What is the most efficient way of sending files be

2019-02-07 11:28发布

问题:

Introduction

Say that on the same local network we have two Node JS servers set up with Express: Server A for API and Server F for form.

  • Server A is an API server where it takes the request and saves it to MongoDB database (files are stored as Buffer and their details as other fields)
  • Server F serves up a form, handles the form post and sends the form's data to Server A.

What is the most efficient way to send files between two NodeJS servers where the receiving server is Express API? Where does the file size matter?

1. HTTP Way

If the files I'm sending are PDF files (that won't exceed 50mb) is it efficient to send the whole contents as a string over HTTP?

Algorithm is as follows:

  • Server F handles the file request using https://www.npmjs.com/package/multer and saves the file
  • then Server F reads this file and makes an HTTP request via https://github.com/request/request along with some details on the file
  • Server A receives this request and turns the file contents from string to Buffer and saves a record in MongoDB along with the file details.

In this algorithm, both Server A (when storing into MongoDB) and Server F (when it was sending it over to Server A) have read the file into the memory, and the request between the two servers was about the same size as the file. (Are 50Mb requests alright?)

However, one thing to consider is that -with this method- I would be using the ExpressJS style of API for the whole process and it would be consistent with the rest of the app where the /list, /details requests are also defined in the routes. I like consistency.

2. Socket.IO Way

In contrast to this algorithm, I've explored https://github.com/nkzawa/socket.io-stream way which broke away from the consistency of the HTTP API on Server A (as the handler for socket.io events are defined not in the routes but the file that has var server = http.createServer(app);).

Server F handles the form data as such in routes/some_route.js:

router.post('/', multer({dest: './uploads/'}).single('file'), function (req, res) {
    var api_request = {};
    api_request.name = req.body.name;
    //add other fields to api_request ...

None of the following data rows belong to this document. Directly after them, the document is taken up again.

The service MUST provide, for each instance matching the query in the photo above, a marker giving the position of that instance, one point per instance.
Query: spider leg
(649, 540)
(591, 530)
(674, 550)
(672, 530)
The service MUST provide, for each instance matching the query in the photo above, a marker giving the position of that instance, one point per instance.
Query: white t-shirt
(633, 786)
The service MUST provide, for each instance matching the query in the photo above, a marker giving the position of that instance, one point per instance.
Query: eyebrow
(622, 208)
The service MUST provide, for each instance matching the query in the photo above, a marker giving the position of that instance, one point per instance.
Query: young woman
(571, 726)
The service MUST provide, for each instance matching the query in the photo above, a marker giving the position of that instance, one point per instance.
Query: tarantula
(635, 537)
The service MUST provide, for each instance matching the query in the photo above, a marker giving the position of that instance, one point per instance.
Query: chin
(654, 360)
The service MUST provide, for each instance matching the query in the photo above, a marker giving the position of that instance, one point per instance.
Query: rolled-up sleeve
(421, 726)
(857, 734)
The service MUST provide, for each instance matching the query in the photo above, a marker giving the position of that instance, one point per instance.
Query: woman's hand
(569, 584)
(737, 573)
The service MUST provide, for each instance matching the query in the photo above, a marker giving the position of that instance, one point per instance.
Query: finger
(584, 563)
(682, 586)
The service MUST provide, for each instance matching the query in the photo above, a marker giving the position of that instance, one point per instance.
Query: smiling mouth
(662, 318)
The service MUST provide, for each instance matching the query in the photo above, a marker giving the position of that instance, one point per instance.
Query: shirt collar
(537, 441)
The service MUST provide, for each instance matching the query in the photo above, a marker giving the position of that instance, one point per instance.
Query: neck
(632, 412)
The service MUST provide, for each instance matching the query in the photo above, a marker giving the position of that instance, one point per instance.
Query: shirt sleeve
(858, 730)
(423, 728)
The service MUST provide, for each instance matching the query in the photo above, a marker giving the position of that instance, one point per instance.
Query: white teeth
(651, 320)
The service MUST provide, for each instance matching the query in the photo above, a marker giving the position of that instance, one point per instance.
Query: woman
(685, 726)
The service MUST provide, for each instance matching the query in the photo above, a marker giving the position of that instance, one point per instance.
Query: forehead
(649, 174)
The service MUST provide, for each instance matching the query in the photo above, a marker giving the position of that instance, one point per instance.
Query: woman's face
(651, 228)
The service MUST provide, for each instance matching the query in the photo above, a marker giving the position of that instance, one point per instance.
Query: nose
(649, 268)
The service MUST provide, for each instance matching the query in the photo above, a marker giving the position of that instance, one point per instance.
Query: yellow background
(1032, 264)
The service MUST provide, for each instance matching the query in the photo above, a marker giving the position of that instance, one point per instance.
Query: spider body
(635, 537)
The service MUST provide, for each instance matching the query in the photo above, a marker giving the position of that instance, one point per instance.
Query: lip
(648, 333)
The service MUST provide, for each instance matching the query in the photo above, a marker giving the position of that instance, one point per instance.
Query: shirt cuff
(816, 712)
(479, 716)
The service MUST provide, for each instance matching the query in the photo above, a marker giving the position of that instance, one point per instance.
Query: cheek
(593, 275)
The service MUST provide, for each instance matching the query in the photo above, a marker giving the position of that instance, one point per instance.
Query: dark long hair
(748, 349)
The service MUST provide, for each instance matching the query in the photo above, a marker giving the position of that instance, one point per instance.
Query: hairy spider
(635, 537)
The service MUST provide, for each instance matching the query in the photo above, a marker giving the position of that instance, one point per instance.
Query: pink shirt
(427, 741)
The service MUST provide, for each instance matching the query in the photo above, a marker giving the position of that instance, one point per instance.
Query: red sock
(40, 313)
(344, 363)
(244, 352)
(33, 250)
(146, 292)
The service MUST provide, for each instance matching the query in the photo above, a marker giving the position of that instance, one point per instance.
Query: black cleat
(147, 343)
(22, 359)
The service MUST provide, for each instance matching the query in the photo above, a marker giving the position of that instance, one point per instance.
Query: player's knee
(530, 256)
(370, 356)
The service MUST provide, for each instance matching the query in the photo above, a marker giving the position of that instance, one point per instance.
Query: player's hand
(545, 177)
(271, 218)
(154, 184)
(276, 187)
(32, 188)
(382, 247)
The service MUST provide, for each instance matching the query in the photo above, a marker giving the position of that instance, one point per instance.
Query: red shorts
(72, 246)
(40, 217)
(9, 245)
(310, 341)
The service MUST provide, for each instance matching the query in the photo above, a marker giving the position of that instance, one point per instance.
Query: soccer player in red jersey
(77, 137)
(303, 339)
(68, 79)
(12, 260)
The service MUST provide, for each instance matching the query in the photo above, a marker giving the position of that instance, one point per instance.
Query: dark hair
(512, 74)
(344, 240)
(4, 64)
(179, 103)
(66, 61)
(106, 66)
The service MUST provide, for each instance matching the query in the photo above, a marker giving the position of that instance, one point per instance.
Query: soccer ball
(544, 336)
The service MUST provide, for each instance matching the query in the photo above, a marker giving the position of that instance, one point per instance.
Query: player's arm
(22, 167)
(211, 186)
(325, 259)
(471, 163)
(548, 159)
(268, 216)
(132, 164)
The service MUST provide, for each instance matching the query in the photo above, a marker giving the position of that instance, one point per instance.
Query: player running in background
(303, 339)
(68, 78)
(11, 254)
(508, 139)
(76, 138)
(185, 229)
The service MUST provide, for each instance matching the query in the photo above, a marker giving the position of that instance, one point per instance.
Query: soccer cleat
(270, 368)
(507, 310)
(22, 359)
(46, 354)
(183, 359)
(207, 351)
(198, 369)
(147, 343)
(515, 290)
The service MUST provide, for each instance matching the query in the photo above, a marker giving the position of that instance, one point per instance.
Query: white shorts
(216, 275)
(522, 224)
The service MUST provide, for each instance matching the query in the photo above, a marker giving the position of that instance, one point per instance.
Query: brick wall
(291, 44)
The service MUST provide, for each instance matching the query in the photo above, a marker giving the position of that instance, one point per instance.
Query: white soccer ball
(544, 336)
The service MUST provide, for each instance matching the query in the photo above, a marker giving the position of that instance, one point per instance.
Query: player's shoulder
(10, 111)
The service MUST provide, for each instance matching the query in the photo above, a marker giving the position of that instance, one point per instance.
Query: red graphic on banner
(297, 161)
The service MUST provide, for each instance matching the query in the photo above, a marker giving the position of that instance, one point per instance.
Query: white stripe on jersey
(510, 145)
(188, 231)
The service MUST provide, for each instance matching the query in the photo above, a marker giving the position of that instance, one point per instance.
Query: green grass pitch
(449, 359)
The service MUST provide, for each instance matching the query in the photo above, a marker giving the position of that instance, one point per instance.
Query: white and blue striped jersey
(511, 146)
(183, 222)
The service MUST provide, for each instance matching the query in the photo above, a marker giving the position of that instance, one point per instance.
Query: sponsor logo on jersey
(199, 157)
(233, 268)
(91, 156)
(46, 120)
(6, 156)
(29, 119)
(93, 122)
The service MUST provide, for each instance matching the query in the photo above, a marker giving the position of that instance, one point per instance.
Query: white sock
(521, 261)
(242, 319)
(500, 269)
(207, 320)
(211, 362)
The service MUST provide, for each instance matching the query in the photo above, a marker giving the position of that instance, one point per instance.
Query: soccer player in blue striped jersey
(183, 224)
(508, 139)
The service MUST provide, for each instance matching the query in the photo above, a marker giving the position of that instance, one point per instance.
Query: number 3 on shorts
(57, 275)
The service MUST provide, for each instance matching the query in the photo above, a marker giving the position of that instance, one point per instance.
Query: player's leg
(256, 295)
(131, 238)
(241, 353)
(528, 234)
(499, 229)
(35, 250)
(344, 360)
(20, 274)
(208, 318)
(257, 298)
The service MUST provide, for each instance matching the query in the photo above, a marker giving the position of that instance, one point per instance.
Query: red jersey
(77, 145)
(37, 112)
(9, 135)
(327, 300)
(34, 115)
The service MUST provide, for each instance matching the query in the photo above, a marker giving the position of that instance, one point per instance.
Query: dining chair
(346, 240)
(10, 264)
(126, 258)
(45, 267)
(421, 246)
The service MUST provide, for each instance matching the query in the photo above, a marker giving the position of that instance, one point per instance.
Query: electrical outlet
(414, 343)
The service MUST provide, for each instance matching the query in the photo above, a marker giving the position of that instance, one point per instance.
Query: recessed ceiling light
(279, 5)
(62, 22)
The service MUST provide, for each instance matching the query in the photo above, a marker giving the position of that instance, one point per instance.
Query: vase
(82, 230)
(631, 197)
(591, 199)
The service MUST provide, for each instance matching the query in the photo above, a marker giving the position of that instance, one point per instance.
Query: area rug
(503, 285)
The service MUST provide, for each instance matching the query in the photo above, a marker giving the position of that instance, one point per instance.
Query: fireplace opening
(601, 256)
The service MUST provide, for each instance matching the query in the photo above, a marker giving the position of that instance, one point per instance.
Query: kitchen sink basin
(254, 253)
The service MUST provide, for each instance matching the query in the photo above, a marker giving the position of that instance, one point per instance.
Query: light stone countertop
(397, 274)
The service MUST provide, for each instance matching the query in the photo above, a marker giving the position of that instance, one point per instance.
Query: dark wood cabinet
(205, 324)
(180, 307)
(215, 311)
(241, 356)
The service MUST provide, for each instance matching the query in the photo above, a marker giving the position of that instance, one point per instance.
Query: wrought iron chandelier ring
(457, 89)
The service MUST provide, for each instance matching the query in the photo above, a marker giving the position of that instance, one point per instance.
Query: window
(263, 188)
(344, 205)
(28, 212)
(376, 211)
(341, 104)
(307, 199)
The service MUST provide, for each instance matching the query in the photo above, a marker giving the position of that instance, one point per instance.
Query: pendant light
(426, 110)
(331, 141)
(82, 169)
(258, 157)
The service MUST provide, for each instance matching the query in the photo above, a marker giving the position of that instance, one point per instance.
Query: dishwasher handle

    var has_file = req.hasOwnProperty('file');

    var io = require('socket.io-client');

    var transaction_sent = false;
    var socket = io.connect('http://localhost:3000');
    socket.on('connect', function () {
        console.log("socket connected to 3000");

        if (transaction_sent === false) {
            var ss = require('socket.io-stream');
            var stream = ss.createStream();

            ss(socket).emit('transaction new', stream, api_request);

            if (has_file) {
                var fs = require('fs');
                var filename = req.file.destination + req.file.filename;

                console.log('sending with file: ', filename);

                fs.createReadStream(filename).pipe(stream);
            }

            if (!has_file) {
                console.log('sending without file.');
            }
            transaction_sent = true;

            //get the response via socket
            socket.on('transaction new sent', function (data) {
                console.log('response from 3000:', data);
                //there might be a better way to close socket. But this works.
                socket.close();
                console.log('Closed socket to 3000');

            });

        }


    });


});

I said I'd be dealing with PDF files that are < 50Mb. However, if I use this program to send larger files in the future, is socket.io a better way to handle 1GB files as it's using stream?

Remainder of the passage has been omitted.